Centre rolls out new recreation program

Cedar Heights Community Centre sports new bocce ball courts

A new recreation opportunity will be rolling out in the South Shuswap.

Two bocce courts have been built at the Cedar Heights Community Centre and will be formally launched at 3 p.m. Friday, Aug. 11.

The bocce courts were built with financial support through a grant from the federal New Horizons for Seniors Program.

The courts were primarily constructed by Cedar Heights Community Association member volunteers, with initial site preparation completed by Lessard Excavating.

“Cedar Heights Community Association bocce courts will be available for use by members of the association and the community at large at a very reasonable cost,” says Bryan Lowes, co-director of the Cedar Heights Community Association’s Outdoor Programs. “Regular men’s and ladies groups are being formed for ongoing play and a tournament is scheduled for late August.”

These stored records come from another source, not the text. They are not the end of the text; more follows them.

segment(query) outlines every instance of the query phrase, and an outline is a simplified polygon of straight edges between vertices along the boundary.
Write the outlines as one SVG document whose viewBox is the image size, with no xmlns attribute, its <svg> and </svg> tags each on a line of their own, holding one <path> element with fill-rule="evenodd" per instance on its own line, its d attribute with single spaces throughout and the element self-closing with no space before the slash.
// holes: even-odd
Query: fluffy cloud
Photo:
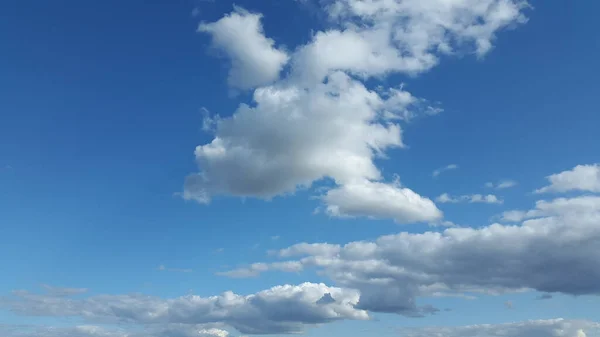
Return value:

The Aug. 11 launch ceremonies will be led by our association president, Jean-Luc Desgroseilliers, with federal MP Mel Arnold and Columbia Shuswap Regional District Area C Director Paul Demenok in attendance.

The launch ceremony will conclude with the ribbon-cutting for the courts and an initial bocce game amongst the speaking dignitaries.

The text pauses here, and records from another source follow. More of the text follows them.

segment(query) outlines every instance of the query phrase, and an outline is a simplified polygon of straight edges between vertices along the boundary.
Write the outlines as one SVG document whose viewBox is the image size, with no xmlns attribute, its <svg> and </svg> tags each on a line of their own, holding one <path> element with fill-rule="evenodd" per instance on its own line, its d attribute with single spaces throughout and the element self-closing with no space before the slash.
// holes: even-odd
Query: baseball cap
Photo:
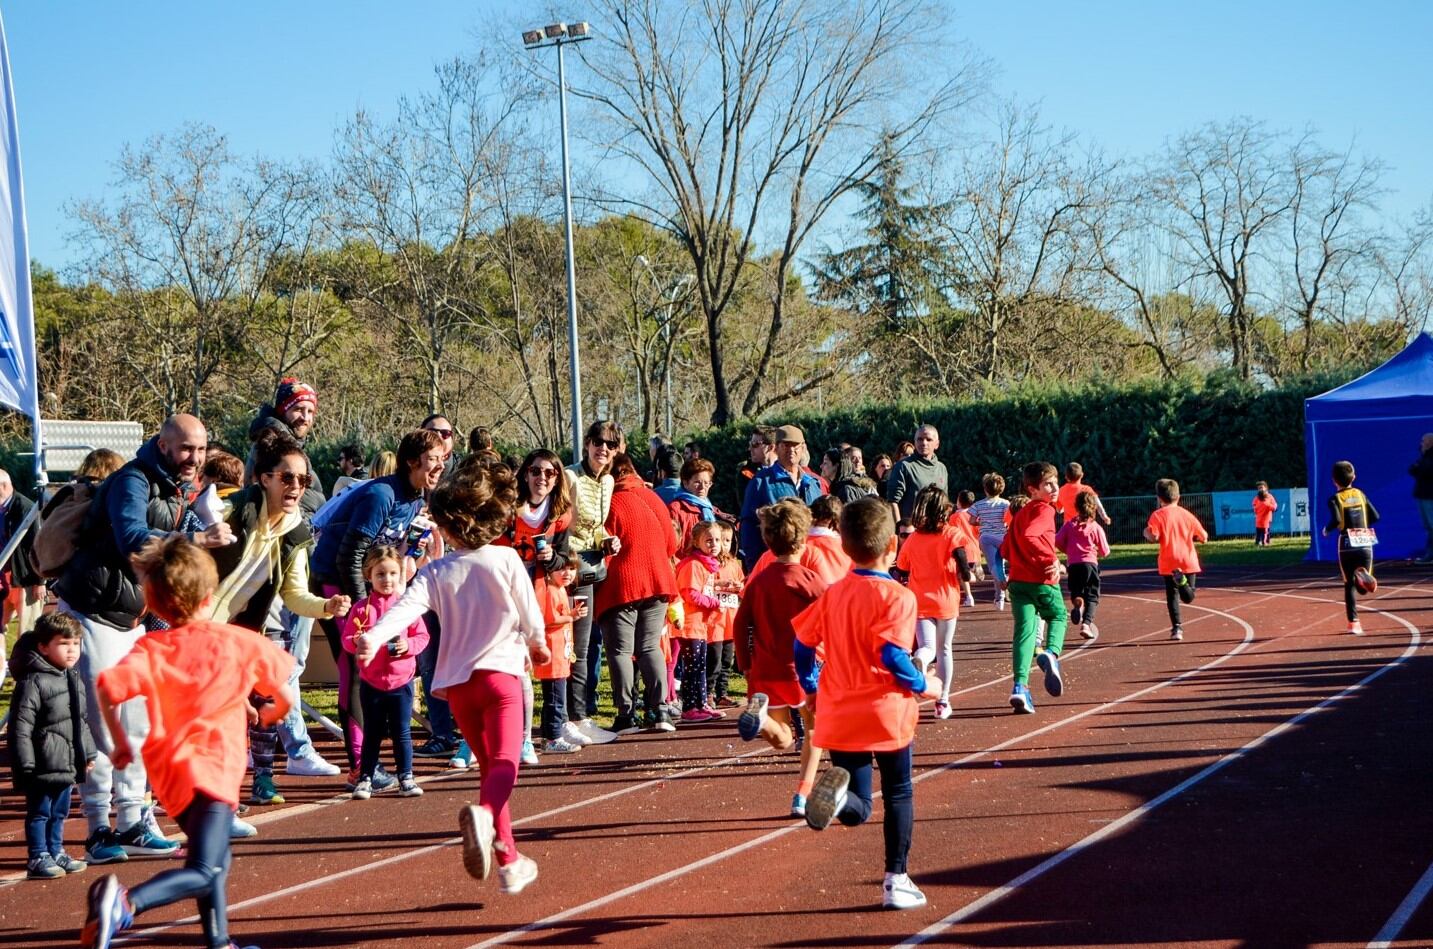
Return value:
<svg viewBox="0 0 1433 949">
<path fill-rule="evenodd" d="M 776 430 L 776 441 L 794 442 L 797 445 L 806 444 L 806 436 L 801 434 L 801 429 L 795 425 L 783 425 Z"/>
</svg>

An invitational Italian dinner for the dignitaries, association directors and the volunteers who constructed the courts will follow.

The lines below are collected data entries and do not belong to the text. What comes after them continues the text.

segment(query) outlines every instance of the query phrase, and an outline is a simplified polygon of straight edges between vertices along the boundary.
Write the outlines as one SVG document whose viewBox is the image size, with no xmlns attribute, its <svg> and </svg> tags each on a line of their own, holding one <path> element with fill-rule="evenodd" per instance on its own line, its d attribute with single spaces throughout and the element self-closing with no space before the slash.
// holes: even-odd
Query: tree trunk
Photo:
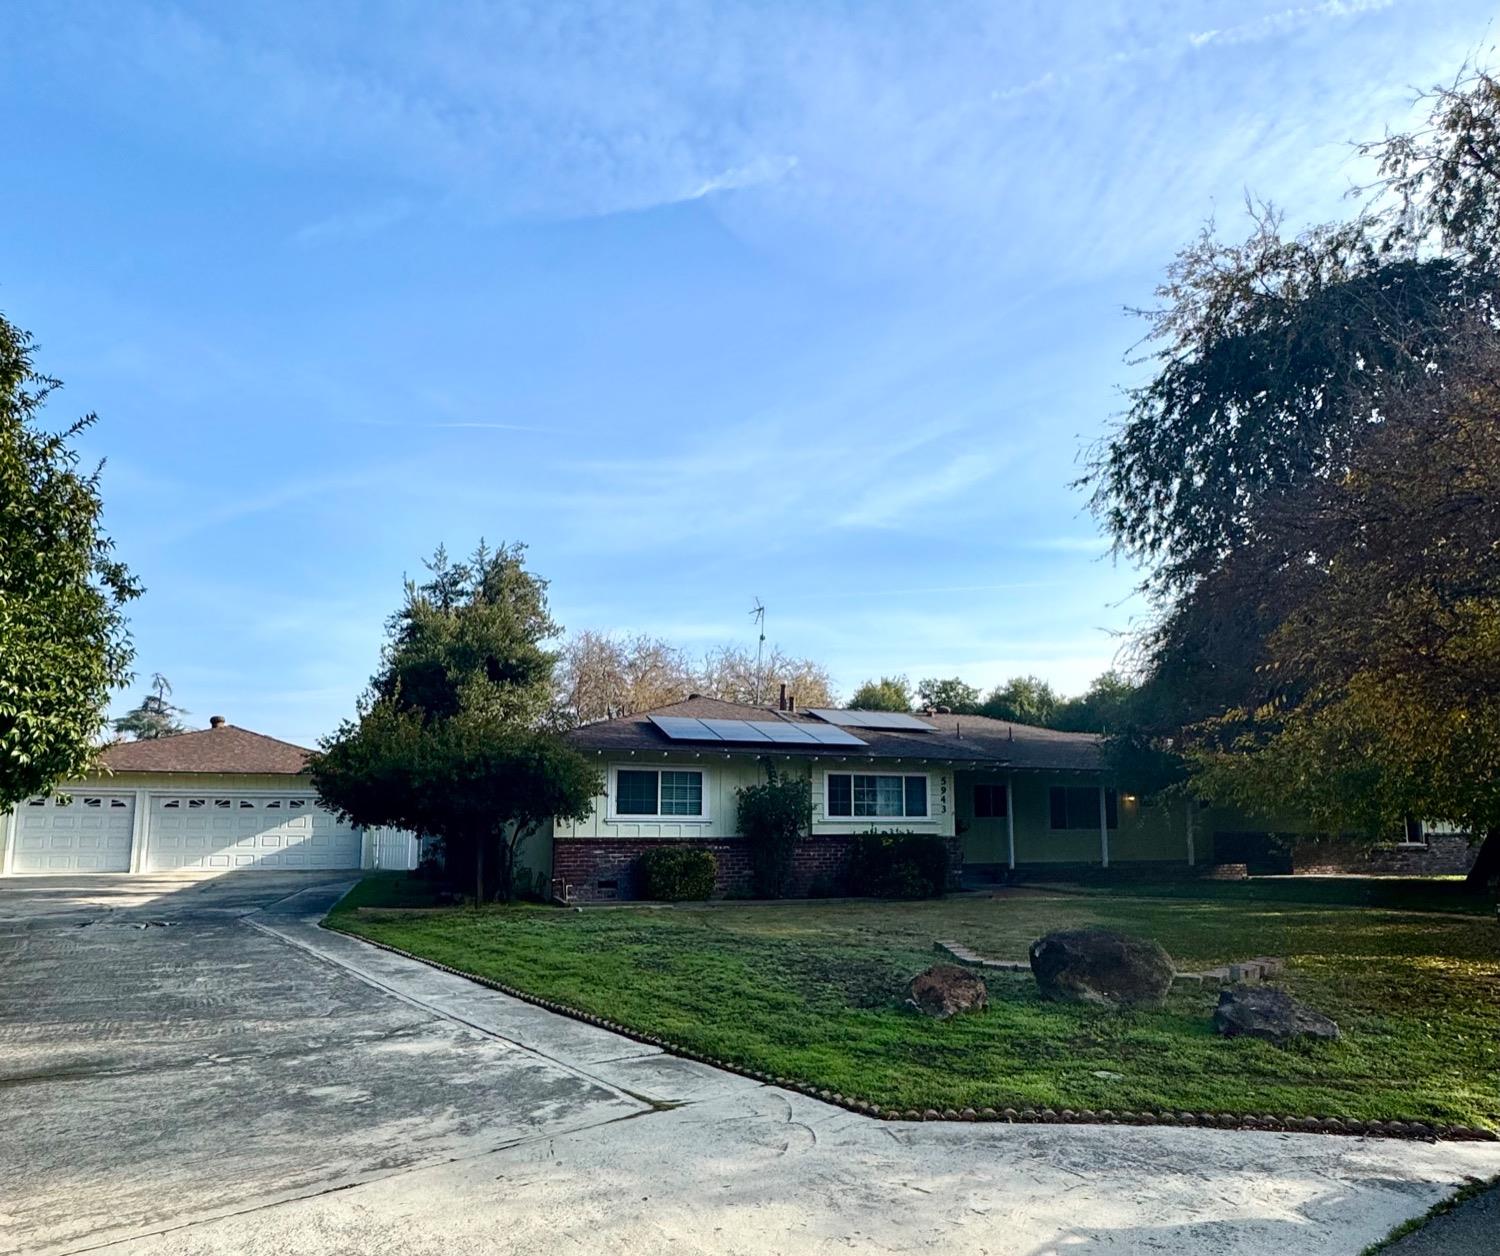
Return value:
<svg viewBox="0 0 1500 1256">
<path fill-rule="evenodd" d="M 484 906 L 484 843 L 474 843 L 474 906 Z"/>
<path fill-rule="evenodd" d="M 1496 877 L 1500 877 L 1500 829 L 1492 828 L 1485 831 L 1474 865 L 1464 878 L 1464 888 L 1475 892 L 1488 889 Z"/>
</svg>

An ancient sport, bocce ball was first documented in a 5200 B.C. painting of two boys playing on the walls of an Egyptian tomb discovered by English scientist, Sir Francis Petrial.

The game spread throughout Palestine and into Asia Minor, says the World Bocce League website. In 600 B.C., bocce was picked up by the Greeks and passed to the Romans.

“It was played everywhere, from the churches and castles to the city streets,” says the website. “People from all walks of life could play the game; young or old, man or woman.”

In 1319 A.D., bocce ball was actually prohibited to people of lesser nobility because it was felt that it diverted attention from more important tasks, such as archery and war training.

Bocce has also become a tournament sport. Tournaments are held weekly, some carrying large cash awards for their winners. Bocce is now a part of the World Corporate Games, is an event in the Special Olympics, and is being proposed to be in the Olympics.